The Panako acoustic fingerprinting system.
GNU Affero General Public License v3.0
185 stars 38 forks source link

PanakoStrategy query logic Line 280 - printMap overwrites frequency and time values? #34

Open lucaslawes opened 2 years ago

lucaslawes commented 2 years ago

Possible minor refactoring to improve the recognition rate.

Issue Initial testing against a set of audio tracks shows a fingerprint pattern (hash, f1, t1) will sometimes be repeated, but more often the hash is repeated and the f1/t1 is different.

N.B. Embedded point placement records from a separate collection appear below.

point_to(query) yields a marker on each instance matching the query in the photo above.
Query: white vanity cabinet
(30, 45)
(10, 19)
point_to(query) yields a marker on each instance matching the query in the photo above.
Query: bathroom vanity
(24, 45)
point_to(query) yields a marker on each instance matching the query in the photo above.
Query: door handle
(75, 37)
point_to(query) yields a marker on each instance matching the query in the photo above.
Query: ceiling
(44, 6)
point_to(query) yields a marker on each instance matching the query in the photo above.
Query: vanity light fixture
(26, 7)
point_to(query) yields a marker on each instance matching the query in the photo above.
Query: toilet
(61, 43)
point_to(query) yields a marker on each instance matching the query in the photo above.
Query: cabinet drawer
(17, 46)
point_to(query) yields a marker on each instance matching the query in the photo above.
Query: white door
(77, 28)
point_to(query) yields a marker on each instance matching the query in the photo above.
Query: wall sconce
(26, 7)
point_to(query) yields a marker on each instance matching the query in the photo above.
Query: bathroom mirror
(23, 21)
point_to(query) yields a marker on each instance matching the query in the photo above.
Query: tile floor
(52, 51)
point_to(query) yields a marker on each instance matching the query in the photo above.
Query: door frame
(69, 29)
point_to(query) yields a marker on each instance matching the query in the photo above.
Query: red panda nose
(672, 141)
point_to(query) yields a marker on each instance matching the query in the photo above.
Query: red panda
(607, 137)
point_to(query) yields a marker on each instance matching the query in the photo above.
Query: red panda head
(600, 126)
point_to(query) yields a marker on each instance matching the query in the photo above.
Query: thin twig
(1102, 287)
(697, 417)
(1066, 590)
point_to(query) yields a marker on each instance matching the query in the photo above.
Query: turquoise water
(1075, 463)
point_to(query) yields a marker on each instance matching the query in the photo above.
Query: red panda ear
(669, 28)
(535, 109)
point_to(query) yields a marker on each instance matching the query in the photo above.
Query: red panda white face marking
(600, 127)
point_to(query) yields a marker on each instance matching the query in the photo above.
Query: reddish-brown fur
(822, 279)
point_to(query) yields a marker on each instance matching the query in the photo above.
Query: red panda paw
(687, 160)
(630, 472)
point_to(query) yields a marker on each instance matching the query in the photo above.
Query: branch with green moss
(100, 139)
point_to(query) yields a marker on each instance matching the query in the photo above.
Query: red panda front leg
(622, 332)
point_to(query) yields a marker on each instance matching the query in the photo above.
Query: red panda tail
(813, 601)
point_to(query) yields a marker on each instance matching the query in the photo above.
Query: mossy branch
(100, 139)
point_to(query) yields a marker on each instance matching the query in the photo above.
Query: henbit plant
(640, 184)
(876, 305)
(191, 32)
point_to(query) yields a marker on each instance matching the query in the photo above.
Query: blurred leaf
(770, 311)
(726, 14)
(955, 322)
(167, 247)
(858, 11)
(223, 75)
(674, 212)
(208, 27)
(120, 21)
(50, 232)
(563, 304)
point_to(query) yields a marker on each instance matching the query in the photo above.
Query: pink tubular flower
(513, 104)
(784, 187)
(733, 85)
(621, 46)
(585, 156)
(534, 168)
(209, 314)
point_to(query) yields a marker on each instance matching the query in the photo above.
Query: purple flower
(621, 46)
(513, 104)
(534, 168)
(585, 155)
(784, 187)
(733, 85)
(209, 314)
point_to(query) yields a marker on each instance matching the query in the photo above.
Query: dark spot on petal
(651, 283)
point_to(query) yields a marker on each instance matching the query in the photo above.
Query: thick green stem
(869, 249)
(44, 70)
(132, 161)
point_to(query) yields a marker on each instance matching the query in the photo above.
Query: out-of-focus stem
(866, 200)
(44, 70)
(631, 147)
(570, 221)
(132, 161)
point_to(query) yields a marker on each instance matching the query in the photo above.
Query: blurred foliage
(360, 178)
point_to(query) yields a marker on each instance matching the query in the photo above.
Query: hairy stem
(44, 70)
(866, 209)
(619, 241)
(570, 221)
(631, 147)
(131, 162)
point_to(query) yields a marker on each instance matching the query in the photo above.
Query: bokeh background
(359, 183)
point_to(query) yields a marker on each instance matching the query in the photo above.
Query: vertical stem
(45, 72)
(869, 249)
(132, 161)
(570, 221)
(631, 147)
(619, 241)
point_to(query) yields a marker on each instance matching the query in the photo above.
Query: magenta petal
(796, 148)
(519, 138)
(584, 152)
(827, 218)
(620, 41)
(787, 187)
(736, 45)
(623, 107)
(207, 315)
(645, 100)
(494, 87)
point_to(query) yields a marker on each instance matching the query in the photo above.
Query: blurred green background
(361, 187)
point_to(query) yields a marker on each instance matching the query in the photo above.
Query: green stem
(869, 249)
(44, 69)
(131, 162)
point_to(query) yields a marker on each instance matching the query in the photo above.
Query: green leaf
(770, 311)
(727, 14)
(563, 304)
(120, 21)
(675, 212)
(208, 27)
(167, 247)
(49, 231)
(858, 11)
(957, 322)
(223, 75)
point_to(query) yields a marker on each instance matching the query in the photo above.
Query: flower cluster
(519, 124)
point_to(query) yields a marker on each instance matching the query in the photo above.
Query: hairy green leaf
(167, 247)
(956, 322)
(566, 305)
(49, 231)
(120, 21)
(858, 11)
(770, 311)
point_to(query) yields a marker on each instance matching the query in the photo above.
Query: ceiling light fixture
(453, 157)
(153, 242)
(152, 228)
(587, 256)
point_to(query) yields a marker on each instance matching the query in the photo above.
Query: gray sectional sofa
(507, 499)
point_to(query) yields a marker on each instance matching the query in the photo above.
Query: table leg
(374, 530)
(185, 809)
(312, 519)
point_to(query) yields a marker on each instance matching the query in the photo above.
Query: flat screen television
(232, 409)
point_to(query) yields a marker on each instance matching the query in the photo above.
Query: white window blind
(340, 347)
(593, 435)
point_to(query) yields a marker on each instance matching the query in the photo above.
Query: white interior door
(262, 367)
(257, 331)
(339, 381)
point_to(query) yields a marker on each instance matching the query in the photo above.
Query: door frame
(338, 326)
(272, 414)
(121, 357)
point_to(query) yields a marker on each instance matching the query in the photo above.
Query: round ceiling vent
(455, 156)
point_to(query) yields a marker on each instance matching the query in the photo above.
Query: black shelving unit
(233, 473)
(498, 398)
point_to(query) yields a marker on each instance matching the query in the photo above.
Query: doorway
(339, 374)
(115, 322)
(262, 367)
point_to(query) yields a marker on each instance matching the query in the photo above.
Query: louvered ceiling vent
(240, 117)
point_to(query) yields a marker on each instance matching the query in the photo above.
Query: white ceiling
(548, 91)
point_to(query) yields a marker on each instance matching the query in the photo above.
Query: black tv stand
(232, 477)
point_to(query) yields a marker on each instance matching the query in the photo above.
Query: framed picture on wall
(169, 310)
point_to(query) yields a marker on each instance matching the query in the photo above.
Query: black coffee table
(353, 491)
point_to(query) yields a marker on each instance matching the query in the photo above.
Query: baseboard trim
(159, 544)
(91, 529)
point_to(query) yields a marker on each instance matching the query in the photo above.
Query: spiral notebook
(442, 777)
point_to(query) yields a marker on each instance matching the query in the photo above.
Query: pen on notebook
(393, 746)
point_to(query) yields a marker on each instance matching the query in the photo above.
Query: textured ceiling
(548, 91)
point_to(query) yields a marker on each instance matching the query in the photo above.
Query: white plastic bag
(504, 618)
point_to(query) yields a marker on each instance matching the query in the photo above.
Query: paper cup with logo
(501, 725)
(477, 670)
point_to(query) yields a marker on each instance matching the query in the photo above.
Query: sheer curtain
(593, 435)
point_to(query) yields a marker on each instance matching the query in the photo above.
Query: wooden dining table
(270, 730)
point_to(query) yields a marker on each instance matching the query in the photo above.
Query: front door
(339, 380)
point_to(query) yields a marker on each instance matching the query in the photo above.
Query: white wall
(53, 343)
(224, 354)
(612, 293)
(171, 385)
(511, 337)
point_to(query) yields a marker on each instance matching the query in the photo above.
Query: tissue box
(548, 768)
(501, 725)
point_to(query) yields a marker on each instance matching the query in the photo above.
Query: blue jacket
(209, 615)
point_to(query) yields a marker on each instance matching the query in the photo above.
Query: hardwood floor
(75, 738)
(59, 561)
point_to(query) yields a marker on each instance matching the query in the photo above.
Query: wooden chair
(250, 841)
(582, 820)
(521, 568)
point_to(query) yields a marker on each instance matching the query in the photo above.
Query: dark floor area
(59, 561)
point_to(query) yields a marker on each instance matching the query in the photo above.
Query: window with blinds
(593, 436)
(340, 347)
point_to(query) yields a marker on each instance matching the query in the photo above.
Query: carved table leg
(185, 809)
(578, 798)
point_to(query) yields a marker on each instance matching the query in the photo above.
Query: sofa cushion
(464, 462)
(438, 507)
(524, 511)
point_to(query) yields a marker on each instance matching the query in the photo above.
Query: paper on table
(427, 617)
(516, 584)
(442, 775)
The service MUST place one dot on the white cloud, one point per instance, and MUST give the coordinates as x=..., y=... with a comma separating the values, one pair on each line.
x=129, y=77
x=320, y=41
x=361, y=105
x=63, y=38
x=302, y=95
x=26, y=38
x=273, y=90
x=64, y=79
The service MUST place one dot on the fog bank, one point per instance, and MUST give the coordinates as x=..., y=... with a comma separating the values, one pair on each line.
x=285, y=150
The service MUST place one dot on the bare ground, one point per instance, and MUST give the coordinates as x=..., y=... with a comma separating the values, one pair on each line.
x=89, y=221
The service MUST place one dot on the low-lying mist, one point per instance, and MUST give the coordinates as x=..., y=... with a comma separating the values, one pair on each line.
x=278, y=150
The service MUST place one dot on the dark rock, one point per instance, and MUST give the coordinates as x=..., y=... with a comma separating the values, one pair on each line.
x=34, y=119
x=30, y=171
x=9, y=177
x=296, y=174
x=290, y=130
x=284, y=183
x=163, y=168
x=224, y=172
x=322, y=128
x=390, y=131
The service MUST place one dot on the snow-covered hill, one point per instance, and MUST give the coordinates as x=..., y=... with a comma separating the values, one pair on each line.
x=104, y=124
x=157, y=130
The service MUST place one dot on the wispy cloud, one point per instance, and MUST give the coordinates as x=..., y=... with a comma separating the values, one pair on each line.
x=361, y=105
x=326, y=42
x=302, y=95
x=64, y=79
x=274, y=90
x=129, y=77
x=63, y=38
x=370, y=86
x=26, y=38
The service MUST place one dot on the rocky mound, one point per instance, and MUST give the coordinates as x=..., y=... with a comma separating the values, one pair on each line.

In the current application logic, the use of a HashMap for the printMap means the f1/t1 information is sometimes lost resulting in a slightly less accurate recognition.

//query
for(PanakoFingerprint print : prints) {
    long hash = print.hash();
    db.addToQueryQueue(hash);
    printMap.put(hash, print);
}
...
hit.queryTime = printMap.get(fingerprintHash).t1;
hit.queryF1 = printMap.get(fingerprintHash).f1;

Suggestion Pass the entire fingerprint to the db queue, extend the PanakoHit class to support queryTime and queryF1, set them when processing the db queue and do anyway with the printMap.

//query
for(PanakoFingerprint print : prints) {
    db.addToQueryQueue(print);
}
...
hit.queryTime = dbHit.queryT1;
hit.queryF1 = dbHit.queryF1;
JorenSix commented 2 years ago

Hi thanks for the suggestion,

The reason for not allowing duplicate hashes is twofold (and is reflected at the storage side, it is essentially the same as #37):

If a hash is common it means (almost by definition) that it does not have much discriminative power. The idea implemented here is that they can be safely ignored.

Another reason is performance: not wasting storage space or computation on hashes with little discriminative power. While some hash collisions are allowed having too many could have an effect on query performance.

However, letting users choose would indeed be a good improvement. For small collections or powerful servers the collisions can perhaps be not that big of a problem. Either using a Set (to avoid duplicates) or an Array (to allow) to store temporary prints could be an idea indeed.